社内SEが楽と言われる理由4つと実態解説

精神的プレッシャーが少ない

ベンダー側のSEの場合、顧客側からのプレッシャーが常に付き纏います。

顧客よりNGと判断されたら担当を交代、あるいは契約先としても見直しが入るからです。

しかし社内SEの場合、あくまで社内要員です。

基本的にクビにはできませんし、少ない人数で回すことが多い為、担当交代も滅多にありません。

従って、情シス部門内や事業部門の社員との長期的な関係構築が前提となります。

必要以上にプレッシャーを高めて成果を出すというよりは、ある意味「仲良くやっていきましょう」という傾向の方が強いと言えます。

私が経験した(している)2社も、同様です。(詳しくはこちら

よほどのことで無い限り、多少の失敗は許容され、次に繋げようという雰囲気がありました。

一方で短期的な関係の方が楽という人もいるでしょう。

ベンダー側にいると、担当プロジェクトの完了や現場の変更により、基本的にはお別れとなります。

従って、短期的だからこそできる関係構築の仕方(一定の距離感、直接的な物言い)もあります。

さらに、社内にいるということは、サービス提供先の事業部との距離も近く、些細な問い合わせ対応、人間関係構築のためのお付き合い(懇親会やの飲み会等のイベント)等も発生します。

これら社内にいるからこそ、必要な部分も多々ありますので、これらをどう捉えるかによって楽かどうかは左右されると思います。

仕事のプレッシャーが少ない代わりに、長期的に同じ人間関係の中で仕事をすることを理解しよう。

残業時間が少ない

これも前述の通り、社内にいるからこそ納期調整がしやすいことが理由です。

ベンダー側にいると、顧客からの急な依頼や、多少の無茶な納期のお願いも対応せざるを得ないケースが多いと思います。

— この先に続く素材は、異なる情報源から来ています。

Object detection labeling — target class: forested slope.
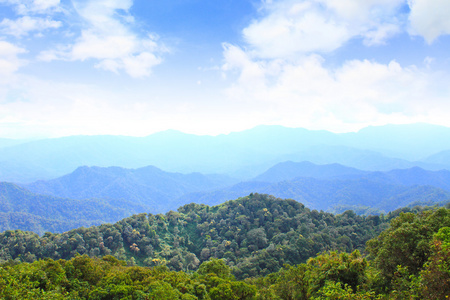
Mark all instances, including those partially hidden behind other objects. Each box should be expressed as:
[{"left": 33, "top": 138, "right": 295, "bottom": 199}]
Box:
[
  {"left": 0, "top": 194, "right": 387, "bottom": 278},
  {"left": 0, "top": 195, "right": 450, "bottom": 300},
  {"left": 0, "top": 182, "right": 145, "bottom": 234}
]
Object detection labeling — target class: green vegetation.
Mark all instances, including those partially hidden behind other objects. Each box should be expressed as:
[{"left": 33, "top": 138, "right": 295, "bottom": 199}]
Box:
[
  {"left": 0, "top": 203, "right": 450, "bottom": 300},
  {"left": 0, "top": 182, "right": 149, "bottom": 234},
  {"left": 0, "top": 194, "right": 390, "bottom": 279}
]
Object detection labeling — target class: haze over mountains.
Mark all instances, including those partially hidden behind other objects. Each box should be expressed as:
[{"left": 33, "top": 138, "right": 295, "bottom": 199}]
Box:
[
  {"left": 0, "top": 124, "right": 450, "bottom": 233},
  {"left": 0, "top": 162, "right": 450, "bottom": 234},
  {"left": 0, "top": 124, "right": 450, "bottom": 183}
]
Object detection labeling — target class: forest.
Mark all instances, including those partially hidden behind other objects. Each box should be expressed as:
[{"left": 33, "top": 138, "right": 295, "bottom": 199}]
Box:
[{"left": 0, "top": 194, "right": 450, "bottom": 299}]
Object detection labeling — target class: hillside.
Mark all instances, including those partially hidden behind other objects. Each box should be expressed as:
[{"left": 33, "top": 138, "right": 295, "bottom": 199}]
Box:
[
  {"left": 251, "top": 161, "right": 368, "bottom": 182},
  {"left": 0, "top": 124, "right": 450, "bottom": 183},
  {"left": 0, "top": 194, "right": 387, "bottom": 277},
  {"left": 0, "top": 194, "right": 450, "bottom": 300},
  {"left": 178, "top": 178, "right": 450, "bottom": 212},
  {"left": 0, "top": 182, "right": 145, "bottom": 234},
  {"left": 24, "top": 166, "right": 237, "bottom": 213}
]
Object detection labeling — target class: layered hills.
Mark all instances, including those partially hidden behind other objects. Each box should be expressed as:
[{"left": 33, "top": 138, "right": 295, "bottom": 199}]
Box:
[
  {"left": 0, "top": 124, "right": 450, "bottom": 183},
  {"left": 0, "top": 194, "right": 394, "bottom": 278},
  {"left": 0, "top": 162, "right": 442, "bottom": 234},
  {"left": 0, "top": 182, "right": 146, "bottom": 234}
]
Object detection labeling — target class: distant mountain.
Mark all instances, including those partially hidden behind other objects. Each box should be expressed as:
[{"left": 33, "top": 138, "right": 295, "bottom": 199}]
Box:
[
  {"left": 0, "top": 124, "right": 450, "bottom": 183},
  {"left": 0, "top": 182, "right": 145, "bottom": 234},
  {"left": 178, "top": 178, "right": 450, "bottom": 212},
  {"left": 284, "top": 145, "right": 444, "bottom": 171},
  {"left": 252, "top": 161, "right": 369, "bottom": 182},
  {"left": 362, "top": 167, "right": 450, "bottom": 191},
  {"left": 25, "top": 166, "right": 237, "bottom": 213},
  {"left": 423, "top": 150, "right": 450, "bottom": 168}
]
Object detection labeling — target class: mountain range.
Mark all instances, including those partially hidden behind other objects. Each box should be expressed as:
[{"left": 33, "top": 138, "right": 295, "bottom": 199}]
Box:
[
  {"left": 0, "top": 161, "right": 450, "bottom": 233},
  {"left": 0, "top": 124, "right": 450, "bottom": 183}
]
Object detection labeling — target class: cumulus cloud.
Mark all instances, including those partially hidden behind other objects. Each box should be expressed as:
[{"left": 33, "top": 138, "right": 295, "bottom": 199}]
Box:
[
  {"left": 0, "top": 0, "right": 60, "bottom": 15},
  {"left": 243, "top": 0, "right": 404, "bottom": 58},
  {"left": 223, "top": 41, "right": 444, "bottom": 131},
  {"left": 0, "top": 16, "right": 62, "bottom": 37},
  {"left": 408, "top": 0, "right": 450, "bottom": 44},
  {"left": 40, "top": 0, "right": 166, "bottom": 77}
]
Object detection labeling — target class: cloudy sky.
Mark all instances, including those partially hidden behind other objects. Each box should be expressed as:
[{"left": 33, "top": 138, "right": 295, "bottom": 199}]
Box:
[{"left": 0, "top": 0, "right": 450, "bottom": 138}]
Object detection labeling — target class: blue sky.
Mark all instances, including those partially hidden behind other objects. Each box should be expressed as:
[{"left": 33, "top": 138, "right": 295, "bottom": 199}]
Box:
[{"left": 0, "top": 0, "right": 450, "bottom": 138}]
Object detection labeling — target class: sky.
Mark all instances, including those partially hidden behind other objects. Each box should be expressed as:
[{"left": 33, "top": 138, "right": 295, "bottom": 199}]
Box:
[{"left": 0, "top": 0, "right": 450, "bottom": 138}]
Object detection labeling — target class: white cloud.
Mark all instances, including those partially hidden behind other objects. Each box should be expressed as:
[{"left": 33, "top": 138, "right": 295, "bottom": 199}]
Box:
[
  {"left": 243, "top": 0, "right": 404, "bottom": 58},
  {"left": 223, "top": 45, "right": 450, "bottom": 131},
  {"left": 39, "top": 0, "right": 166, "bottom": 77},
  {"left": 0, "top": 16, "right": 62, "bottom": 37},
  {"left": 0, "top": 41, "right": 26, "bottom": 82},
  {"left": 408, "top": 0, "right": 450, "bottom": 44},
  {"left": 0, "top": 0, "right": 60, "bottom": 15}
]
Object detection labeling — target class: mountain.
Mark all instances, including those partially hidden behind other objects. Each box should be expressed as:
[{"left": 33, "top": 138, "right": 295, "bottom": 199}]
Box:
[
  {"left": 23, "top": 161, "right": 450, "bottom": 213},
  {"left": 177, "top": 178, "right": 450, "bottom": 212},
  {"left": 0, "top": 124, "right": 450, "bottom": 183},
  {"left": 24, "top": 166, "right": 237, "bottom": 213},
  {"left": 0, "top": 194, "right": 389, "bottom": 278},
  {"left": 252, "top": 161, "right": 368, "bottom": 182},
  {"left": 360, "top": 167, "right": 450, "bottom": 191},
  {"left": 423, "top": 150, "right": 450, "bottom": 168},
  {"left": 0, "top": 182, "right": 148, "bottom": 234},
  {"left": 283, "top": 145, "right": 444, "bottom": 171}
]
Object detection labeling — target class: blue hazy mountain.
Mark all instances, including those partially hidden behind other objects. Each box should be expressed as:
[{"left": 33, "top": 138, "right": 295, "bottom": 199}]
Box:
[
  {"left": 178, "top": 178, "right": 450, "bottom": 212},
  {"left": 0, "top": 182, "right": 146, "bottom": 234},
  {"left": 25, "top": 166, "right": 237, "bottom": 213},
  {"left": 252, "top": 161, "right": 369, "bottom": 182},
  {"left": 0, "top": 124, "right": 450, "bottom": 183}
]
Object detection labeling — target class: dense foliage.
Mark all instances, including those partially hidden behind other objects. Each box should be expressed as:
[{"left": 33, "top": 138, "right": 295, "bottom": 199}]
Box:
[
  {"left": 0, "top": 182, "right": 148, "bottom": 234},
  {"left": 0, "top": 208, "right": 450, "bottom": 300},
  {"left": 0, "top": 194, "right": 389, "bottom": 278}
]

(経験談)

顧客から指定された納期に間に合わせ、かつ一定の品質を担保しようと思うと、どうしても残業が多く発生します。

しかし、社内SEは、事業部門からの依頼等に対して、よほどの緊急で無い限り自分で納期を調整することが可能です。

これは、

社内SEと事業部門社員との距離の近さ

にあると私は考えています。

例えば「いついつまでにお願いしたい」という依頼があったとして、その「いつまで」の理由を直接確認することが可能です。

クリティカルなシステム障害でなければ、多くの場合、急ぎではありません。従って、自分のタスクの状況を踏まえて、事業部門側が困らない程度の納期を直接相談しながら決められるということです。

但し、ここも注意が必要です。

納期調整は、自分自身でやらなければいけません。

これまでベンダー側にいた際に、顧客が決めた納期に対して常にフルコミットしてきたような方は、自分の納期調整をするということ自体に戸惑うかもしれません。

これ、実は私のことなのですが、2社目に入社したばかりの頃、事業部門からのあらゆる問い合わせや依頼を全て「なるはや」で対応しようとした結果、タスクが溢れすぎて破綻してしまったことがありました。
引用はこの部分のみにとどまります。